Ik keek naar de steeds groter wordende plas water rond mijn voeten. ‘Ik weet wel wat jullie aan het doen zijn.’

Miaka verstijfde. ‘Hoe bedoel je?’

‘Jullie huppen van de ene plek naar de andere in een poging me beter te maken. Dat waardeer ik, maar het helpt echt niet.’

Elizabeth stond op. ‘We weten gewoon niet wat we anders nog kunnen doen. Je hebt zo lang voor ons gezorgd. Nu willen we hetzelfde doen voor jou.’

Het was nogal wat dat Elizabeth dat zei, gezien haar fixatie op haar eigen comfort en geluk. Ik slaakte een zucht en dacht aan wat ik de Oceaan zojuist had beloofd. Daarom liep ik naar mijn zusters toe en omhelsde ze. ‘Het is gewoon een fase,’ zei ik tegen hen. ‘Aan alle fasen komt een eind.’

Ik dwong mezelf te glimlachen.
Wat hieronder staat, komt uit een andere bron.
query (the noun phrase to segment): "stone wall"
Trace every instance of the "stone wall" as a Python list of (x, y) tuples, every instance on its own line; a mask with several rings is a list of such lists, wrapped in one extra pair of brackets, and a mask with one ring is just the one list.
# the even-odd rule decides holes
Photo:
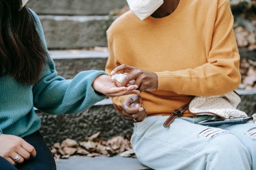
[[(109, 14), (126, 4), (125, 0), (30, 0), (28, 5), (39, 14), (49, 49), (63, 50), (50, 51), (51, 56), (68, 54), (67, 57), (54, 57), (54, 62), (59, 76), (72, 79), (81, 70), (104, 69), (108, 54), (99, 52), (95, 55), (93, 52), (80, 50), (106, 46), (105, 31), (116, 18)], [(81, 57), (74, 57), (67, 50), (70, 49), (78, 50)], [(241, 55), (246, 56), (248, 52), (243, 51)], [(239, 108), (249, 114), (256, 112), (256, 94), (242, 95)], [(133, 124), (111, 104), (94, 106), (77, 114), (37, 112), (42, 120), (40, 131), (49, 145), (67, 138), (79, 140), (98, 131), (105, 138), (133, 131)]]

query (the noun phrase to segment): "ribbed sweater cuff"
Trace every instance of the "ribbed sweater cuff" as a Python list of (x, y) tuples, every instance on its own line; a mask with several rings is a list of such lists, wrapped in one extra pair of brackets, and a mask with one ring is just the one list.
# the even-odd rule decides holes
[(169, 71), (156, 72), (158, 77), (158, 90), (177, 92), (180, 89), (179, 77)]

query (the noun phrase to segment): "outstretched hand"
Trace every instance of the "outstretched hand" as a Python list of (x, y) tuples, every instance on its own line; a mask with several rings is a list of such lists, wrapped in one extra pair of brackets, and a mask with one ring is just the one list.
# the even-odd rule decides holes
[(134, 123), (142, 122), (146, 117), (145, 108), (141, 104), (141, 97), (138, 94), (128, 98), (122, 104), (124, 118)]
[(133, 85), (137, 85), (140, 91), (155, 90), (158, 87), (158, 77), (155, 72), (148, 72), (125, 64), (122, 64), (115, 68), (111, 72), (114, 75), (118, 71), (124, 71), (128, 73), (123, 79), (121, 85), (126, 86), (130, 81), (134, 80)]
[(93, 81), (92, 86), (96, 91), (110, 97), (140, 93), (139, 90), (136, 90), (137, 85), (123, 87), (106, 75), (98, 76)]

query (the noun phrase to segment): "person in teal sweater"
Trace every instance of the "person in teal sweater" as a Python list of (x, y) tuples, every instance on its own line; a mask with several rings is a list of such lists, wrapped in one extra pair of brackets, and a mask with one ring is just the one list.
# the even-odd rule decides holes
[(76, 113), (103, 100), (139, 93), (100, 70), (57, 76), (39, 19), (28, 0), (0, 1), (0, 169), (56, 169), (38, 132), (34, 107), (50, 114)]

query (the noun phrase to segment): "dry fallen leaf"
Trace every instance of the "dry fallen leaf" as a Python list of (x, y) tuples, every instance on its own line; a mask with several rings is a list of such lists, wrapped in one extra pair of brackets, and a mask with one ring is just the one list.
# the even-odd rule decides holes
[(63, 151), (67, 155), (72, 155), (76, 152), (77, 150), (76, 148), (70, 148), (70, 147), (65, 147), (63, 148)]
[(72, 140), (68, 138), (62, 142), (60, 147), (61, 147), (61, 148), (64, 148), (64, 147), (72, 148), (72, 147), (76, 147), (77, 145), (77, 142), (75, 140)]

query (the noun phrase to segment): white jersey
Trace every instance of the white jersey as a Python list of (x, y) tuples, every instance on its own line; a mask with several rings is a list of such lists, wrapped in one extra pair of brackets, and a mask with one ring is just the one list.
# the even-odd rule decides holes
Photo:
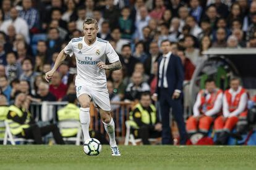
[(84, 37), (73, 38), (64, 48), (64, 52), (75, 56), (77, 76), (75, 84), (82, 82), (91, 88), (106, 89), (105, 70), (97, 66), (99, 62), (105, 63), (106, 57), (110, 63), (119, 60), (119, 57), (107, 41), (96, 38), (95, 42), (88, 46)]

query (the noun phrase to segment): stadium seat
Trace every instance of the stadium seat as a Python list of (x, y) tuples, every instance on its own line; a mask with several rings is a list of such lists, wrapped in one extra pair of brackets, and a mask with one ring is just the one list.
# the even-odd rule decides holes
[(82, 136), (82, 128), (79, 121), (69, 119), (59, 121), (59, 127), (61, 132), (63, 129), (78, 128), (78, 132), (75, 137), (63, 137), (65, 142), (75, 142), (76, 145), (79, 145), (81, 141), (83, 141)]
[(6, 145), (8, 142), (10, 142), (12, 145), (16, 145), (16, 142), (23, 144), (23, 142), (32, 143), (34, 142), (32, 139), (16, 137), (11, 132), (10, 127), (9, 126), (9, 123), (7, 121), (4, 121), (4, 125), (6, 126), (6, 132), (4, 134), (4, 145)]
[[(137, 143), (142, 142), (142, 139), (135, 139), (133, 134), (130, 133), (130, 126), (129, 123), (129, 121), (126, 121), (126, 139), (124, 140), (124, 145), (128, 145), (129, 143), (130, 142), (132, 145), (137, 145)], [(150, 138), (148, 140), (150, 142), (158, 143), (158, 138)]]

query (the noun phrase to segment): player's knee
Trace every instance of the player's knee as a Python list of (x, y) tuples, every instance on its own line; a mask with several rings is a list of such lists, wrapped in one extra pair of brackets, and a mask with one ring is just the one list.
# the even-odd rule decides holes
[(108, 114), (105, 114), (105, 115), (102, 116), (101, 119), (105, 123), (109, 123), (111, 121), (111, 117)]

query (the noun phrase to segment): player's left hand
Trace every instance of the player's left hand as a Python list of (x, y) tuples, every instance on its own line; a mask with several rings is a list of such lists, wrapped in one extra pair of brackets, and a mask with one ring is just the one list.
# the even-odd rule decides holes
[(98, 67), (100, 68), (100, 69), (108, 69), (108, 67), (107, 65), (106, 65), (103, 62), (100, 62), (97, 64)]

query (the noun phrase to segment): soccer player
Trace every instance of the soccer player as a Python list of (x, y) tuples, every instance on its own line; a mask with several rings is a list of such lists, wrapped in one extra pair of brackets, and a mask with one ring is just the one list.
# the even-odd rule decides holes
[[(109, 42), (96, 37), (98, 27), (96, 20), (85, 19), (83, 26), (85, 36), (71, 39), (59, 54), (52, 70), (45, 74), (45, 79), (49, 81), (66, 57), (67, 55), (72, 57), (74, 54), (77, 67), (75, 86), (81, 106), (80, 121), (84, 140), (90, 138), (89, 104), (92, 100), (99, 109), (105, 129), (109, 137), (112, 155), (121, 156), (115, 140), (114, 123), (110, 115), (110, 102), (105, 70), (119, 70), (122, 65)], [(105, 65), (106, 57), (111, 64)]]

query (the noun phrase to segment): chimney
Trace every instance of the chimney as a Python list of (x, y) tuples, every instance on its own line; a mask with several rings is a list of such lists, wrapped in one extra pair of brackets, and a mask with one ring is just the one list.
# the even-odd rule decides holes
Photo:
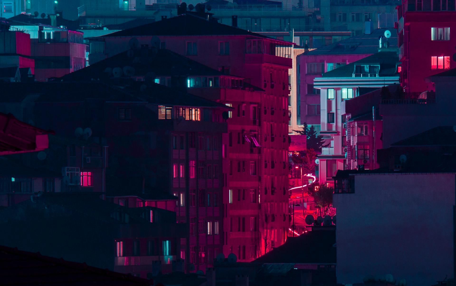
[(236, 274), (236, 286), (249, 286), (248, 274)]
[(233, 27), (238, 27), (238, 16), (237, 15), (233, 15), (231, 16), (231, 21), (232, 25)]
[(364, 33), (366, 35), (370, 35), (373, 31), (373, 22), (370, 19), (364, 22)]
[(312, 285), (312, 273), (304, 271), (301, 271), (301, 286), (309, 286)]
[(216, 286), (215, 284), (215, 268), (211, 267), (207, 268), (206, 270), (206, 277), (207, 286)]

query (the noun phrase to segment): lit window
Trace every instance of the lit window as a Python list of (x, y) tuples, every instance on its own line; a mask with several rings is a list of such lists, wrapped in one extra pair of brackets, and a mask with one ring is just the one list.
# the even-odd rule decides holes
[(190, 165), (190, 179), (195, 179), (195, 168), (196, 167), (196, 161), (192, 160), (189, 163)]
[(334, 99), (334, 88), (328, 88), (328, 99)]
[(181, 164), (179, 166), (179, 178), (185, 178), (185, 173), (184, 170), (184, 164)]
[[(225, 103), (225, 105), (227, 106), (229, 106), (230, 107), (233, 107), (233, 103)], [(233, 118), (233, 112), (228, 111), (228, 118)]]
[(117, 241), (116, 243), (117, 250), (117, 257), (121, 257), (124, 256), (124, 242)]
[(218, 235), (218, 222), (214, 221), (214, 234)]
[(163, 255), (170, 255), (170, 241), (163, 240)]
[(81, 172), (81, 185), (83, 187), (92, 186), (92, 172)]
[(431, 41), (450, 41), (450, 27), (430, 28)]
[(172, 177), (177, 178), (177, 164), (172, 164)]

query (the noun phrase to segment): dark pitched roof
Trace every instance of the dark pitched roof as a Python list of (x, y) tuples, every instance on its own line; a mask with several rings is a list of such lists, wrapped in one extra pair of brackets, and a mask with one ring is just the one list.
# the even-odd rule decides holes
[(322, 77), (351, 77), (355, 70), (355, 66), (363, 64), (379, 64), (379, 77), (394, 77), (399, 74), (397, 73), (397, 63), (398, 56), (395, 52), (381, 51), (325, 72), (323, 74)]
[(253, 262), (261, 263), (335, 263), (336, 230), (313, 230), (286, 242)]
[[(141, 54), (145, 55), (141, 56)], [(109, 75), (106, 71), (116, 67), (131, 66), (134, 76), (153, 73), (155, 77), (171, 76), (221, 76), (223, 74), (207, 66), (168, 50), (159, 50), (154, 55), (150, 49), (136, 49), (124, 51), (56, 79), (56, 81), (90, 81), (104, 79)]]
[(183, 14), (93, 39), (129, 36), (214, 35), (244, 35), (269, 38), (266, 36), (232, 26), (220, 24), (214, 21), (208, 21), (190, 14)]
[(393, 147), (455, 146), (456, 130), (453, 126), (439, 126), (393, 143)]
[(378, 51), (378, 37), (384, 38), (385, 31), (391, 32), (388, 39), (390, 47), (398, 46), (397, 31), (395, 29), (377, 29), (371, 34), (363, 34), (342, 40), (316, 50), (309, 51), (304, 56), (318, 55), (370, 55)]
[(152, 280), (3, 246), (0, 246), (0, 281), (4, 285), (153, 285)]

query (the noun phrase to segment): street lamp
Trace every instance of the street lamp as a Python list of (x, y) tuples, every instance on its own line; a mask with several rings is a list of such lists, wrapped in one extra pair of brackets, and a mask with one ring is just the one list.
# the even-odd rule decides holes
[(295, 229), (296, 228), (296, 225), (295, 225), (295, 206), (297, 207), (300, 206), (299, 204), (293, 204), (293, 226), (291, 227), (291, 229), (293, 230), (293, 236), (295, 236)]

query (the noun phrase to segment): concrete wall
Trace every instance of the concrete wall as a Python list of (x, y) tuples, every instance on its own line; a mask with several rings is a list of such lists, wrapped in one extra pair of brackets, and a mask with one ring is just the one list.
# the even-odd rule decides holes
[(407, 284), (453, 277), (454, 174), (355, 177), (335, 194), (337, 283), (392, 274)]

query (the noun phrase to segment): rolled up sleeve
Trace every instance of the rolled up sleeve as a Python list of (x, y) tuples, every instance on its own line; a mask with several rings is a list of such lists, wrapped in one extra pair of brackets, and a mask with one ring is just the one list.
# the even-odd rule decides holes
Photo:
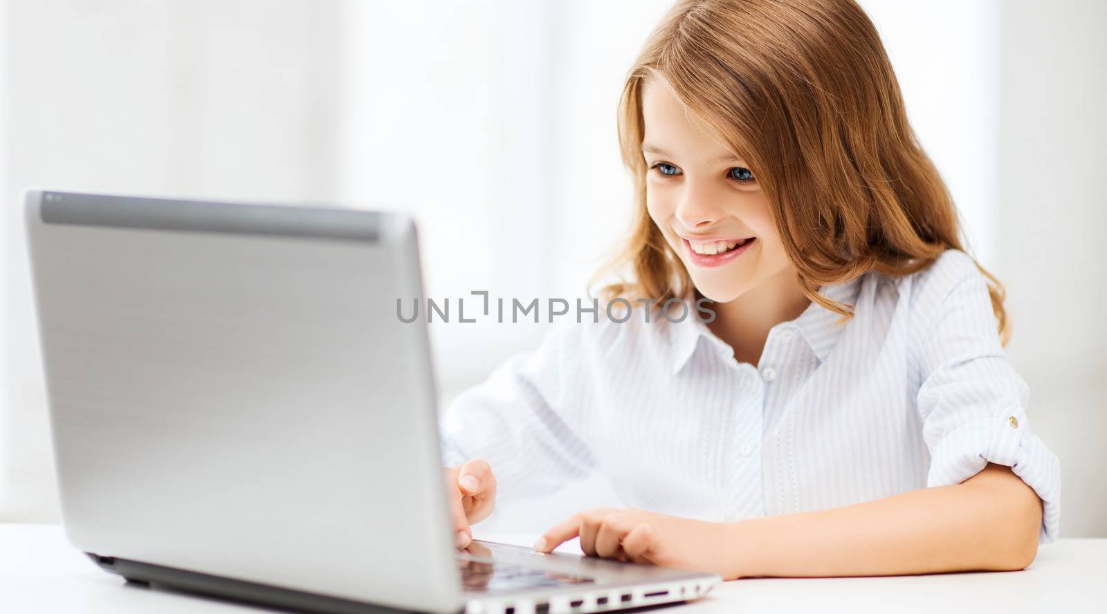
[(559, 489), (591, 475), (596, 460), (580, 437), (580, 409), (566, 403), (576, 373), (571, 324), (550, 330), (539, 347), (497, 367), (458, 395), (439, 420), (443, 461), (480, 458), (496, 476), (497, 498)]
[(920, 351), (927, 486), (961, 483), (989, 462), (1011, 467), (1042, 499), (1038, 543), (1052, 542), (1061, 520), (1061, 464), (1031, 430), (1030, 388), (1000, 343), (984, 277), (961, 259), (928, 289), (940, 298)]

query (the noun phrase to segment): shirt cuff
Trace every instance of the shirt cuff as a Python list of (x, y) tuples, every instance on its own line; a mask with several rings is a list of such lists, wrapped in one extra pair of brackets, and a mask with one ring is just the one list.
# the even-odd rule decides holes
[(1055, 541), (1061, 521), (1061, 461), (1030, 431), (1022, 407), (971, 420), (943, 437), (931, 455), (927, 487), (961, 483), (989, 462), (1011, 467), (1034, 489), (1042, 499), (1038, 543)]

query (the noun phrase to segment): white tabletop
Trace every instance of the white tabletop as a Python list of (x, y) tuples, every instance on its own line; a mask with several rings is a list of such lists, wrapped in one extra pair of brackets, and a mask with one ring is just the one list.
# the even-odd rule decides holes
[[(537, 534), (480, 533), (529, 545)], [(576, 542), (559, 551), (576, 551)], [(266, 612), (165, 589), (127, 585), (97, 569), (54, 524), (0, 523), (0, 611), (66, 613)], [(1033, 612), (1107, 611), (1107, 540), (1042, 545), (1024, 571), (897, 577), (748, 579), (662, 612)]]

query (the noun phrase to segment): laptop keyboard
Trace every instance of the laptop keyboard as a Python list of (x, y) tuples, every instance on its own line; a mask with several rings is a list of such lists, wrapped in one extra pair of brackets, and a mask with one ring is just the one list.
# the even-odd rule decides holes
[(566, 584), (594, 584), (582, 575), (544, 571), (504, 561), (457, 559), (465, 591), (489, 594), (517, 593), (524, 590), (548, 589)]

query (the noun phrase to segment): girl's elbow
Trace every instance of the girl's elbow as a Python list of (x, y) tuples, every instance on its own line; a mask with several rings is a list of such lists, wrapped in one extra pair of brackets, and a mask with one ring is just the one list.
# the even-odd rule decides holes
[[(999, 556), (1000, 571), (1017, 571), (1030, 566), (1037, 556), (1038, 534), (1042, 528), (1042, 499), (1025, 487), (1018, 492), (1017, 504), (1011, 508), (1011, 522), (999, 535), (1002, 555)], [(1028, 496), (1026, 491), (1030, 491)]]

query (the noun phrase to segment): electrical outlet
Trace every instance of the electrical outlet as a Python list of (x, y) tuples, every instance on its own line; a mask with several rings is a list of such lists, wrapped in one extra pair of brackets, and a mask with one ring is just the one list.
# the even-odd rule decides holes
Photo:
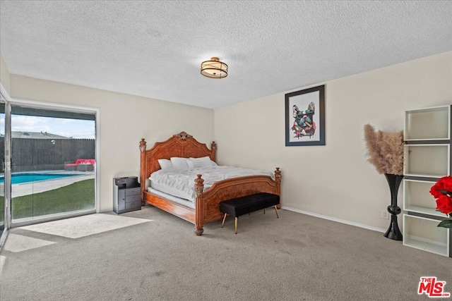
[(389, 219), (389, 212), (388, 212), (388, 210), (386, 209), (381, 210), (381, 219)]

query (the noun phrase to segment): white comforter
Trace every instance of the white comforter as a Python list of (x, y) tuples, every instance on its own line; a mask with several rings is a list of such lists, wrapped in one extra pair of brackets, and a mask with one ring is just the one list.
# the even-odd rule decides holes
[(149, 179), (153, 188), (194, 202), (196, 201), (194, 180), (197, 174), (203, 175), (204, 190), (210, 188), (215, 182), (231, 178), (263, 175), (275, 178), (271, 171), (215, 166), (191, 169), (160, 169), (153, 173)]

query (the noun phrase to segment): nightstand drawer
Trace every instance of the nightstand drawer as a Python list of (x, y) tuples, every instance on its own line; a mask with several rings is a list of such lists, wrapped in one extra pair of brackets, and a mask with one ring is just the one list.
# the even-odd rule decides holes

Ik had een belofte gedaan, en ik was altijd gehoorzaam. Dat was mijn talent in dit leven, en dat talent moest ik nu weer naar boven halen.

‘Deze fase eindigt vandaag. Ik had gewoon tijd nodig om me aan te passen. Het komt goed met me.’

Die leugen kostte me enorm veel energie, maar dat gaf niet. Mijn lijf was immers onverwoestbaar.